The main branch history looks reasonably clean. Looks like they generally squash-on-merge (and probably delete the branch on merge), in that case the detailed commit messages are lost anyway.
Completely valid commit strategy if you ask me (even though I bet some might beg to differ).
If you squash your prs there is no point in spending time on making individual commits nice and isolated or their messages as they'll be aggregated into one anyway.
When you do large PRs you want to checkpoint your work and commits have less meaningful descriptions, it's just next step of steps that you couldn't plan ahead, they're popping up as you go.
The fact that you can do that indicates that they could be simply separate PRs merged to main branch independently instead. It's usually desirable as it avoids longer living PR braches that tend to create conflicts and are harder to review.
It is a good point. In many cases, like solo or small teams the conflicts are not a big problem, but I see what you are saying. I have also been in teams that used feature flags more heavily, and it is a possible solution, too.

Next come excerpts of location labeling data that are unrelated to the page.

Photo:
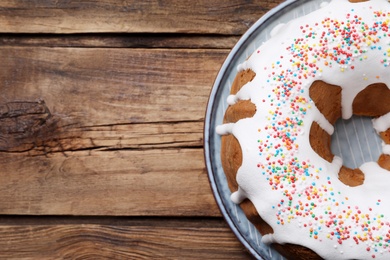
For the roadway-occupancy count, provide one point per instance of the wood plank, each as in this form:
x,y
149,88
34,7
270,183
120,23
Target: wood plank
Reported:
x,y
202,16
153,182
135,40
98,86
150,239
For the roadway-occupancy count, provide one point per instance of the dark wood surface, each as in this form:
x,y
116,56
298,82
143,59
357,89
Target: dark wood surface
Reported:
x,y
101,127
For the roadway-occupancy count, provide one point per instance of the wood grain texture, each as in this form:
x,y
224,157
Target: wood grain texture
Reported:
x,y
118,40
168,182
105,86
151,16
150,239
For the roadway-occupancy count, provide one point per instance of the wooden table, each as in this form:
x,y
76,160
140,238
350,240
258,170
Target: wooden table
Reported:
x,y
101,127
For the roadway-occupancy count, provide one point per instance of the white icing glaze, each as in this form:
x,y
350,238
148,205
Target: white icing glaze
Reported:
x,y
381,123
294,190
386,148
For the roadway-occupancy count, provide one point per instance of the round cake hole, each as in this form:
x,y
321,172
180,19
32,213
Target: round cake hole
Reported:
x,y
356,141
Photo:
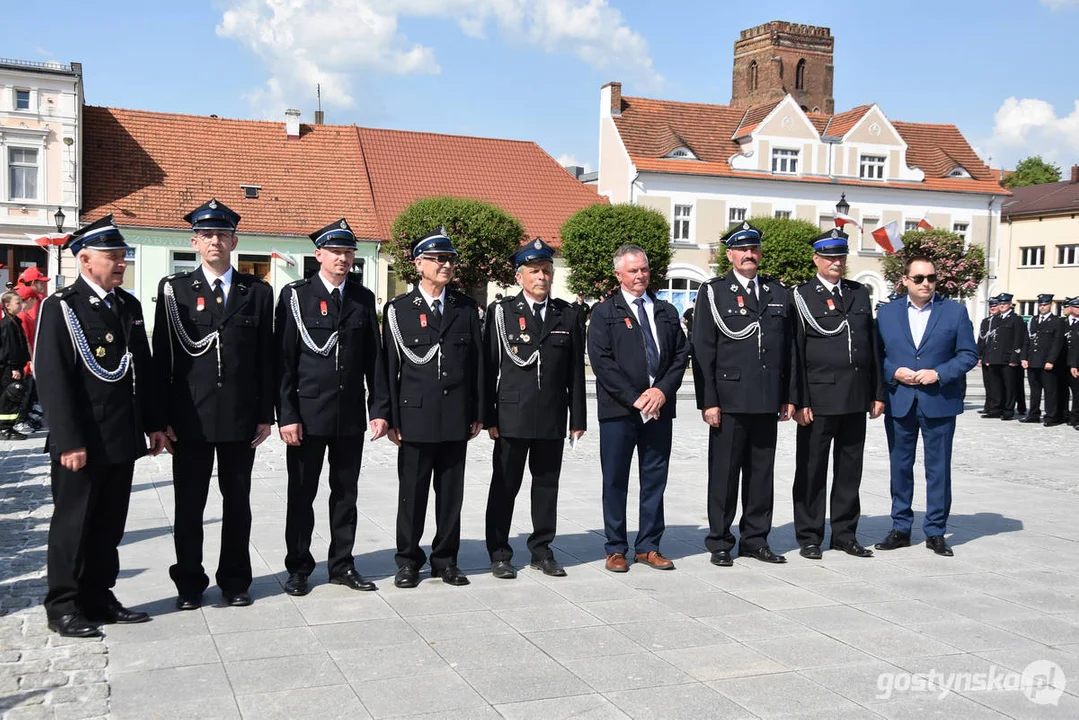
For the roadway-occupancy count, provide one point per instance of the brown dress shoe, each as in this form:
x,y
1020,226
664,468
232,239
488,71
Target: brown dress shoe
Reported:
x,y
655,559
616,562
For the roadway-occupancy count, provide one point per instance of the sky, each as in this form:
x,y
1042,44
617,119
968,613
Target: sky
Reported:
x,y
1004,71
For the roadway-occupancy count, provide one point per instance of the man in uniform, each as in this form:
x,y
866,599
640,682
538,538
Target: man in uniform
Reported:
x,y
742,376
92,347
434,358
535,372
1004,344
327,335
838,382
214,352
1043,357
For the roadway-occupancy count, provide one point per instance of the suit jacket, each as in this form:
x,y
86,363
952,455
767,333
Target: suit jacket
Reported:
x,y
946,347
204,403
518,405
743,376
109,419
425,406
619,362
835,378
325,393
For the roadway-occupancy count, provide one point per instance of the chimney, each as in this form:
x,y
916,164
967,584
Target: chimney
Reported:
x,y
292,124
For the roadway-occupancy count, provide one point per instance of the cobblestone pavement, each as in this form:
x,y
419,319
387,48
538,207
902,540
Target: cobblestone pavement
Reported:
x,y
901,635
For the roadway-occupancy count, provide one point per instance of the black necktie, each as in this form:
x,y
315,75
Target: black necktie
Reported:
x,y
650,342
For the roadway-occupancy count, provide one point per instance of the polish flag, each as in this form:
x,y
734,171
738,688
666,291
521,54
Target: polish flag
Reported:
x,y
888,238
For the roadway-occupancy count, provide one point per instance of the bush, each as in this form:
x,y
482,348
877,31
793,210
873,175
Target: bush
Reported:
x,y
591,235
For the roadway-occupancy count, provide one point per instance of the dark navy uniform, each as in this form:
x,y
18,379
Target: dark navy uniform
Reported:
x,y
215,365
328,347
535,377
98,395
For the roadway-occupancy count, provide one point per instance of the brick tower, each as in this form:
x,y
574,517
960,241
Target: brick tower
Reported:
x,y
779,58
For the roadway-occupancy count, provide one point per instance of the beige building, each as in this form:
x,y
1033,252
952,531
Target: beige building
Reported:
x,y
1039,243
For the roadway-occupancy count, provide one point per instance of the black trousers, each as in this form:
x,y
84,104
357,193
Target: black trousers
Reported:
x,y
743,446
545,462
843,436
90,511
192,465
419,464
304,466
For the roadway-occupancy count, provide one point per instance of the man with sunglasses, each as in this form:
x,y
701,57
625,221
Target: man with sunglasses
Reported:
x,y
927,347
434,363
214,356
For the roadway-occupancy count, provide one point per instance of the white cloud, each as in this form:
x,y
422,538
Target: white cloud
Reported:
x,y
304,42
1030,126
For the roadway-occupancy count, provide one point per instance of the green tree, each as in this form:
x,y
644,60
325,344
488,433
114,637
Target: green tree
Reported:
x,y
1033,171
959,269
483,235
787,253
591,235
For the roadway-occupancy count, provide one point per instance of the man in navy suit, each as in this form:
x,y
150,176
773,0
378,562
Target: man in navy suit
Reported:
x,y
638,352
927,347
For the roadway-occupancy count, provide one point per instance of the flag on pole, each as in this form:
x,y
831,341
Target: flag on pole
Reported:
x,y
888,238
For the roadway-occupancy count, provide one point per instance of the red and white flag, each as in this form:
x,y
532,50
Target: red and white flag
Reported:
x,y
888,238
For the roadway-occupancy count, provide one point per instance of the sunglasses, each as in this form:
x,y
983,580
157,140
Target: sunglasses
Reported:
x,y
917,280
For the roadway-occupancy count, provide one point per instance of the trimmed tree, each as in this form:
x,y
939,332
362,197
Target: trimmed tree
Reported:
x,y
787,253
591,235
485,236
959,269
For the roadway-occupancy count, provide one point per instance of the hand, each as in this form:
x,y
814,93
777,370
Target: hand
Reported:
x,y
74,460
261,432
379,428
291,434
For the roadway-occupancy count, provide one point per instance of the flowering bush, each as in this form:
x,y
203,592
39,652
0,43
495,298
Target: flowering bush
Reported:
x,y
959,269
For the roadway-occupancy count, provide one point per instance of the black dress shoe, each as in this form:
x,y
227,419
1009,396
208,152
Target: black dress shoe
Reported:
x,y
352,579
188,601
117,613
937,544
763,554
722,558
73,625
297,584
851,547
503,570
893,540
549,567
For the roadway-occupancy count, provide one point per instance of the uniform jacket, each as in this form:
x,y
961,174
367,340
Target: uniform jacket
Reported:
x,y
618,360
438,401
203,404
745,376
109,419
1046,341
325,393
1005,338
834,378
946,347
518,405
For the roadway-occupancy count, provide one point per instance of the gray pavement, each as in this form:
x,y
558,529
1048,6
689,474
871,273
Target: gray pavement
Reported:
x,y
902,635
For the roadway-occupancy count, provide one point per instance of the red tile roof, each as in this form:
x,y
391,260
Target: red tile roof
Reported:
x,y
150,168
709,130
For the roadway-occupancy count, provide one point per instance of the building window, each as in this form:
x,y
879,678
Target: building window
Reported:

As an aside, I love ONNX and the main reason I'm sticking with PyTorch. I was able to develop and train an RL model in Python and then convert it to ONNX and call it from C# production code.
It still took a lot of effort but the final version is very performant and reliable.
ONNX support in the browser was lacking and limited to CPU, but with a WebGPU backend it may now finally be feasible to run models in the browser on a GPU, which opens up interesting oppertunities. Although from this PR it looks like only a few operations are implemented, no browser-based GPT yet.